# Pandas Exercise II

In [1]:
import pandas as pd

First, we will load the dataset from `data/AAPL.csv` into a DataFrame.

In [2]:
df = pd.read_csv('AAPL.csv')
df.head()

Unnamed: 0,Date,Open,High,Low,Close,Adj Close,Volume
0,2015-06-30,125.57,126.120003,124.860001,125.43,115.597382,44370700
1,2015-07-01,126.900002,126.940002,125.989998,126.599998,116.675667,30238800
2,2015-07-02,126.43,126.690002,125.769997,126.440002,116.528198,27211000
3,2015-07-06,124.940002,126.230003,124.849998,126.0,116.122704,28060400
4,2015-07-07,125.889999,126.150002,123.769997,125.690002,115.837006,46946800


This data, in its raw format, is the same as that which can be retrieved from a number of financial websites.
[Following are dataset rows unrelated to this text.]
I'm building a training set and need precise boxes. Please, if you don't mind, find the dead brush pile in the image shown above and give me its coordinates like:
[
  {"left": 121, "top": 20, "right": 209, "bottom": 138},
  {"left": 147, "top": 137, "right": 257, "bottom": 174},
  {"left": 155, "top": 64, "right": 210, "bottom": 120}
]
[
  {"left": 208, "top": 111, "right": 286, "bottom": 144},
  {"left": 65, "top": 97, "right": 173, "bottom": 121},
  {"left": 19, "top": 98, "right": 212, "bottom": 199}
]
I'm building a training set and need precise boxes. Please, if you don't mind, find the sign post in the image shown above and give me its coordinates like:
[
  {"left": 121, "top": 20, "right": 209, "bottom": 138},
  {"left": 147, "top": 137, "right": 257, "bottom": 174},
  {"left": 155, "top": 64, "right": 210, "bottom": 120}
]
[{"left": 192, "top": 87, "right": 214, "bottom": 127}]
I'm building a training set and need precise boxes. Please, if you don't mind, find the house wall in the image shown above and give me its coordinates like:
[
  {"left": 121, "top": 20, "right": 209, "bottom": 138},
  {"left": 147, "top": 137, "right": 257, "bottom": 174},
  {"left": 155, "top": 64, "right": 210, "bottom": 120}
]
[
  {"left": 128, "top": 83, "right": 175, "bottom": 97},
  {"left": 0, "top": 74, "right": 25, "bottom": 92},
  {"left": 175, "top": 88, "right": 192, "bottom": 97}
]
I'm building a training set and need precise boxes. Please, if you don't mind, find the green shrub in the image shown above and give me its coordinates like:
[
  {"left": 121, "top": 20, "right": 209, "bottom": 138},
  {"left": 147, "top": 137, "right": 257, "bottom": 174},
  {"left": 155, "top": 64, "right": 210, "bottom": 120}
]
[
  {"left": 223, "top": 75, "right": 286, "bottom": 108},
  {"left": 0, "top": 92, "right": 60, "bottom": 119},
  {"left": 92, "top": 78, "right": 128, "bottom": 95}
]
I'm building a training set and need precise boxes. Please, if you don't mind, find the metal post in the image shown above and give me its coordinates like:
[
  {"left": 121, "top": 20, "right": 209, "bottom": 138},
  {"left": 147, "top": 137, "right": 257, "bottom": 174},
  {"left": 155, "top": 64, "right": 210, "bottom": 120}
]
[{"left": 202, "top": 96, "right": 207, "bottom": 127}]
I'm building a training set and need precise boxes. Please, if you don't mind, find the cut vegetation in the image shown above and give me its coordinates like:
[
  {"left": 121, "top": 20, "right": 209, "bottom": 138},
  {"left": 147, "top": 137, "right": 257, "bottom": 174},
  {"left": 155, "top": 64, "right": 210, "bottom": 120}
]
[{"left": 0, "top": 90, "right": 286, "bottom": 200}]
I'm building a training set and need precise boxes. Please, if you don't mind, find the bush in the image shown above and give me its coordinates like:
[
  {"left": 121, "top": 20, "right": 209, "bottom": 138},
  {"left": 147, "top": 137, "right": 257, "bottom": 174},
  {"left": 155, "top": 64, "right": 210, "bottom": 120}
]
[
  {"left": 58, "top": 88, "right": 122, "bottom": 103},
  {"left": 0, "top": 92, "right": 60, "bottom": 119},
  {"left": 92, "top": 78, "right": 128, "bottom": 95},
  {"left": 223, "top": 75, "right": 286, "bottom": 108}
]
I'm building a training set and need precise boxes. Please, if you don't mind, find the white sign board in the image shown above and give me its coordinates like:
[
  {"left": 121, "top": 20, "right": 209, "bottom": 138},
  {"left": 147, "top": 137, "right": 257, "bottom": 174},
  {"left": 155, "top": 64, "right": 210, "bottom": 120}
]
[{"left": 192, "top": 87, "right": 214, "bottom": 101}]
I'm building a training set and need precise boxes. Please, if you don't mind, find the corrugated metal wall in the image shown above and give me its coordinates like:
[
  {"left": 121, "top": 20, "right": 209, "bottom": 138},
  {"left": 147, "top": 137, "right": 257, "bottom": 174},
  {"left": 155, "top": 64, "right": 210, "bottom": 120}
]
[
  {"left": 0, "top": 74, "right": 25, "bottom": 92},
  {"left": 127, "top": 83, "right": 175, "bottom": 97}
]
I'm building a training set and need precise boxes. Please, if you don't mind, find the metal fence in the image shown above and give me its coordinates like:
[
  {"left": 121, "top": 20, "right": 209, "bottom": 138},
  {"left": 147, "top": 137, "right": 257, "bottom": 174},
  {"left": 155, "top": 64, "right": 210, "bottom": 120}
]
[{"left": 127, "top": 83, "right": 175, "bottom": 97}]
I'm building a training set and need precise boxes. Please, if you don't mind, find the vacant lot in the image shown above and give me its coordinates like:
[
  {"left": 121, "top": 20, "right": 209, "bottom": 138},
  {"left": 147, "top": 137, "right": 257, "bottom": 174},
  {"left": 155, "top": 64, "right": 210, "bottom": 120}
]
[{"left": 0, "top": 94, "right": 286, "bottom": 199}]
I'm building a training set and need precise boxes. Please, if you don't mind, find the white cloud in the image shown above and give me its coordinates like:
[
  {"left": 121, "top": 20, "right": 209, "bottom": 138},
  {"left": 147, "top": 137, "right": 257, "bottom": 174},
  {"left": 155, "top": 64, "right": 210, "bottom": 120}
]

Before starting the exercise, let's add some additional data columns, calculated from the raw data. Don't worry if you aren't familiar with the methods used in the following cell.

In [3]:
df['Date'] = pd.to_datetime(df['Date'])
df['Year'] = df['Date'].dt.year
df['Month'] = df['Date'].dt.month
df['Day'] = df['Date'].dt.day
df['Weekday'] = df['Date'].dt.day_name()
df['Change %'] = (df['Adj Close'].pct_change() * 100)

In [4]:
df.head()

Unnamed: 0,Date,Open,High,Low,Close,Adj Close,Volume,Year,Month,Day,Weekday,Change %
0,2015-06-30,125.57,126.120003,124.860001,125.43,115.597382,44370700,2015,6,30,Tuesday,
1,2015-07-01,126.900002,126.940002,125.989998,126.599998,116.675667,30238800,2015,7,1,Wednesday,0.932794
2,2015-07-02,126.43,126.690002,125.769997,126.440002,116.528198,27211000,2015,7,2,Thursday,-0.126392
3,2015-07-06,124.940002,126.230003,124.849998,126.0,116.122704,28060400,2015,7,6,Monday,-0.347979
4,2015-07-07,125.889999,126.150002,123.769997,125.690002,115.837006,46946800,2015,7,7,Tuesday,-0.246031


**Note**: Avoid modifying `df` itself in the subsequent questions.

#### Store the mean of the values in the `Adj Close` column in a variable called `mean_adj_close`

In [6]:
# Add your code here
df['mean_adj_close'] = df['Adj Close'].mean()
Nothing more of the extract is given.